Tischendorf ist davon überzeugt, dass die riesigen Märkte und das Konzept SB-Warenhaus eine Zukunft haben. „Die Aufgabe ist größer, als ich dachte. Aber es lohnt sich, weil Real ein Unternehmen mit Herz ist“, zeigt sich der geschäftsführende Gesellschafter optimistisch. Als weitere Gesellschafter hat er sich zwei ehemalige Real-Manager und zwei weitere Handelsexperten zu Mein Real geholt. „Die Mehrheit in den Firmen habe immer ich. Es muss einen geben, der sagt, wohin die Reise geht – wenn es erforderlich ist“, betont Tischendorf.

Frank Nowak leitet den Pilotmarkt von Mein Real in Hagen. Die Frischeabteilung wurde vergrößert.

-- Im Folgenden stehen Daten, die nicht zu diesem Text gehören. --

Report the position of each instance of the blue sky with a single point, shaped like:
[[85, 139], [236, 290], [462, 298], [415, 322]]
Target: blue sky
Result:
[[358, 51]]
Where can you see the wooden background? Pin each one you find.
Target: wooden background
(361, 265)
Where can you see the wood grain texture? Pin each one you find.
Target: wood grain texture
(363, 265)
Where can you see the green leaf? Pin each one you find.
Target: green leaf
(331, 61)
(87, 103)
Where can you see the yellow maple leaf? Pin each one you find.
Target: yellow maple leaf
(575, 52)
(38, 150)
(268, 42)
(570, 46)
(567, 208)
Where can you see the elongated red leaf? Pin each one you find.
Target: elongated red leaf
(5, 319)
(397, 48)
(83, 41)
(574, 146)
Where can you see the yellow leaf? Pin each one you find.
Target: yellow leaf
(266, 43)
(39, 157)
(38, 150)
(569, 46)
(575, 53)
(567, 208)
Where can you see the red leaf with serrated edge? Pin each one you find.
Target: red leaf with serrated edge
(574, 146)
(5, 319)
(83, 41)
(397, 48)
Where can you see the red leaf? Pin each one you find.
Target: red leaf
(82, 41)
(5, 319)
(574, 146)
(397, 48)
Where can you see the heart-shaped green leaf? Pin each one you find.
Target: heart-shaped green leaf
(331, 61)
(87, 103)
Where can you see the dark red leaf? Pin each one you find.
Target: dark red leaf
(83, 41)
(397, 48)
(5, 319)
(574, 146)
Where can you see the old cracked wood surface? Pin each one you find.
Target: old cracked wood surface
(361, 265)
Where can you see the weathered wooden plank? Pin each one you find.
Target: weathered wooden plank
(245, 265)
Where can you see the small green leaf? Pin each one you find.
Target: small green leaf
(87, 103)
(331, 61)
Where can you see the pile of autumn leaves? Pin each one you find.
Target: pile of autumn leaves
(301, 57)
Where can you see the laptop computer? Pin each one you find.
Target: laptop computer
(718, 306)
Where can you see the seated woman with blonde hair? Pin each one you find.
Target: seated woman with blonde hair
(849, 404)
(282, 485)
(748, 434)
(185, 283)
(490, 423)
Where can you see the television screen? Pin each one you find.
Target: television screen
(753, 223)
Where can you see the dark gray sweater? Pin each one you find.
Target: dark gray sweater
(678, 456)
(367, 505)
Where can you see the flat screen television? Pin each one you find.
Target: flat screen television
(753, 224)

Frank Nowak leitet den Pilotmarkt von Mein Real in Hagen. Die Frischeabteilung wurde vergrößert. © FUNKE Foto Services | Ralf Rottmann

Wie sich die neuen Eigentümer die Zukunft von Mein Real vorstellen, können Kundinnen und Kunden in den beiden Pilot-Märkten in Hagen und Salzgitter besichtigen: Gleich am Eingang befindet sich die Frischeabteilung. Dahinter kommt „das emotionale Warensegment rund ums Essen“, wie es Tischendorf nennt: die Bedientheken für Fleisch, Wurst und Käse sowie die Süßigkeiten. Konserven und Haushaltswaren sind nach hinten gewandert.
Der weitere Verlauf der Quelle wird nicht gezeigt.